Nicolas-Auguste Leisnier (1787-1858) was a French engraver specialising in burin.

== Life==
Born in Paris, he was a pupil and apprentice of Charles Samuel Girardet and Louis Michel Halbou. He specialised in burin and worked in the midst of the print-shop quarter at 22 rue du Cloître-Saint-Benoît in a shop-studio as (by his own description) a "printer in etching" - the building was demolished in 1855. He was made a chevalier de la Légion d'honneur in 1834 and died at home at 32 rue de Trozy in Clamart in 1858.

==Engravings==
- « Les Monuments de Paris », motifs for canvasses planned by Hippolyte Lebas and produced by Christophe-Philippe Oberkampf, Jouy-en-Josas, 1816-1818.

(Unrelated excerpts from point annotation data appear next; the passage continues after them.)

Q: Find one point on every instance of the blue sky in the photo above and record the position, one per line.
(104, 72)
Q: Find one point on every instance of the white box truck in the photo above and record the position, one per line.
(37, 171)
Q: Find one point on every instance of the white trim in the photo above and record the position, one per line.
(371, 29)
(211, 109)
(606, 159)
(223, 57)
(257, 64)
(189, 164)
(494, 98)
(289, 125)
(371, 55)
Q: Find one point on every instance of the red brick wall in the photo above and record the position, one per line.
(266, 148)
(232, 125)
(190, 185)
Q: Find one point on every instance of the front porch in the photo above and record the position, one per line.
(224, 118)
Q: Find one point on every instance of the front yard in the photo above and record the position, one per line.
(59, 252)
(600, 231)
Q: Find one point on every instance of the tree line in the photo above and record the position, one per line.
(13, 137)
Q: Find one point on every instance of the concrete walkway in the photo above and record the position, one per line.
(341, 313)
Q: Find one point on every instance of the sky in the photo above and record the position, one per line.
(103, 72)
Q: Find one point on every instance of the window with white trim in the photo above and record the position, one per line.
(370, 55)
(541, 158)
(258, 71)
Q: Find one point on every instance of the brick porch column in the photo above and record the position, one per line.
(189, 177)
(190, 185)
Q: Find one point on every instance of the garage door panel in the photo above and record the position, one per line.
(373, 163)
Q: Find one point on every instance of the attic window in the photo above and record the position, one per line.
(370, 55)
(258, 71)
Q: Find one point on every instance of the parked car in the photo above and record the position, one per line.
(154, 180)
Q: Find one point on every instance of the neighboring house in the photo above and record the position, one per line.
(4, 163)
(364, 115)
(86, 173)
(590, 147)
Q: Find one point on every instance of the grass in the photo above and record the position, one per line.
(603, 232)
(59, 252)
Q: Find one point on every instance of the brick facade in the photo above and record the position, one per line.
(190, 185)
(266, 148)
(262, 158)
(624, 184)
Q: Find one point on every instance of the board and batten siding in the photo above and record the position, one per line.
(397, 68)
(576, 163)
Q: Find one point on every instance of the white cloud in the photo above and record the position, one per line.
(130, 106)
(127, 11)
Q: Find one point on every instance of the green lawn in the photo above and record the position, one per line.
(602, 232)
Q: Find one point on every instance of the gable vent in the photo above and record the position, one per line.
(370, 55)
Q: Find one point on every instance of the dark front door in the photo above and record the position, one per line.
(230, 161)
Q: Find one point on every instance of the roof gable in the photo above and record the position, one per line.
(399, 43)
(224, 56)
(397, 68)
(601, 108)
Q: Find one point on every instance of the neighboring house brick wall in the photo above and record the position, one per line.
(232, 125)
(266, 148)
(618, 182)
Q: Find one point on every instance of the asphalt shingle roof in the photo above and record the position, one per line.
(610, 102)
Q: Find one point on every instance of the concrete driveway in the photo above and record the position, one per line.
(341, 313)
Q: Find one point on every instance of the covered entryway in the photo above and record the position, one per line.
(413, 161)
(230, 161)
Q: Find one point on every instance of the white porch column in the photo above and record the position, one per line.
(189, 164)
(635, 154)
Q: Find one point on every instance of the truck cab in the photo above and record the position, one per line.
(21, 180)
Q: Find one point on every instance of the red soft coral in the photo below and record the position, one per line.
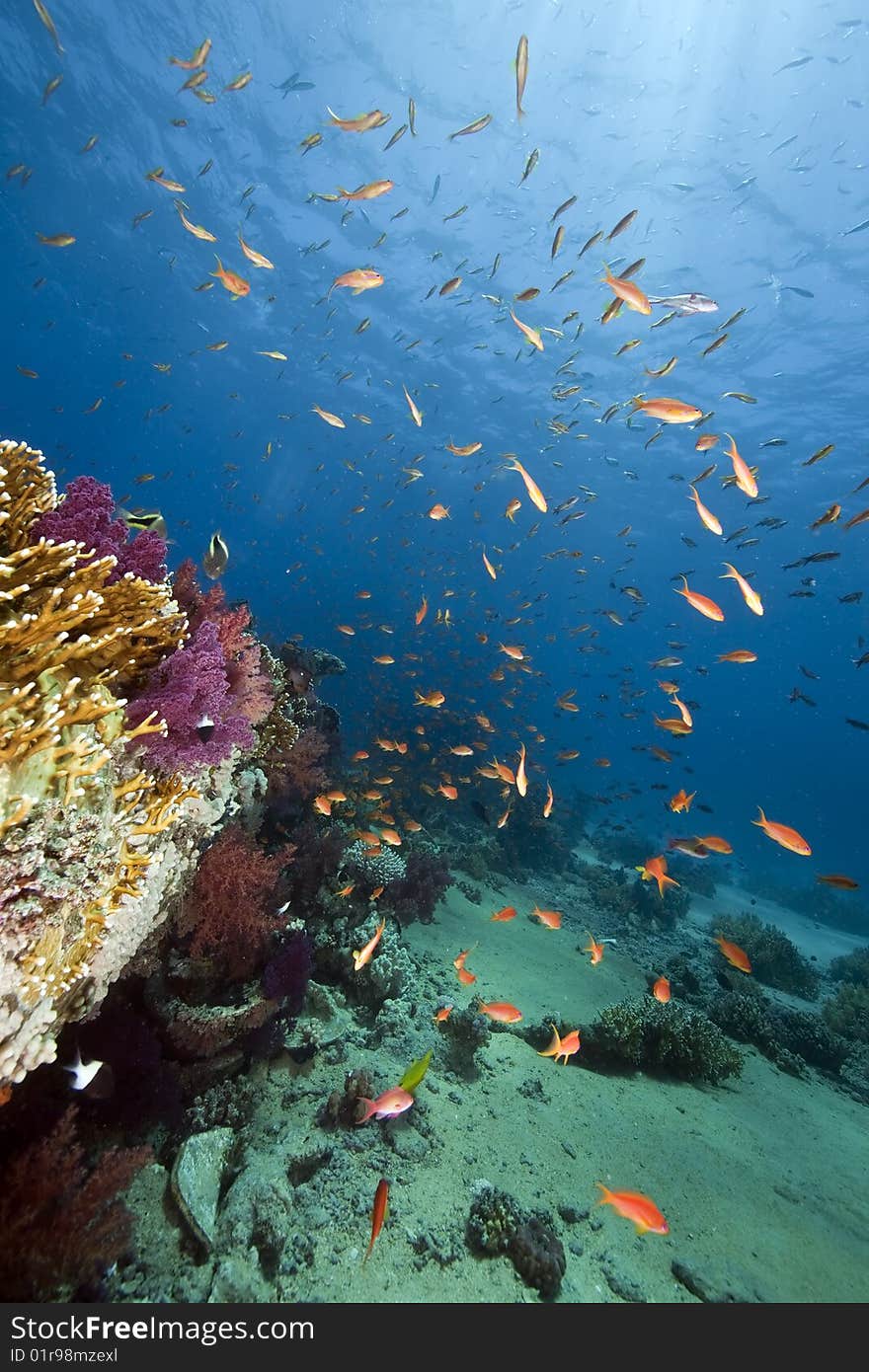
(62, 1223)
(250, 685)
(227, 911)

- Voyage dans le Levant en 1817 et 1818, by M. le Comte de Forbin, Paris, Imprimerie royale, 1819.
- Several plates for Description de l’Égypte, Paris, Panckoucke, 1821-1826 [2nd edition] - after drawings by Edme François Jomard and others.
- Series of engravings of vases commissioned by Frederick William III of Prussia, 1822
- « Rabelais » (collaboration with François Forster after Achille Devéria), Paris, Dalibon/Imprimerie de Jules Didot ainé, 1823.
- La Fornarina, after Raphael, 1846.
- Plates for « Monuments d'Orange » (Chalcographie du Louvre).
- Plates for Histoire des usages funèbres et des sépultures des peuples anciens by Ernest Feydeau, Paris, Gide et J. Baudry, 1856-1858.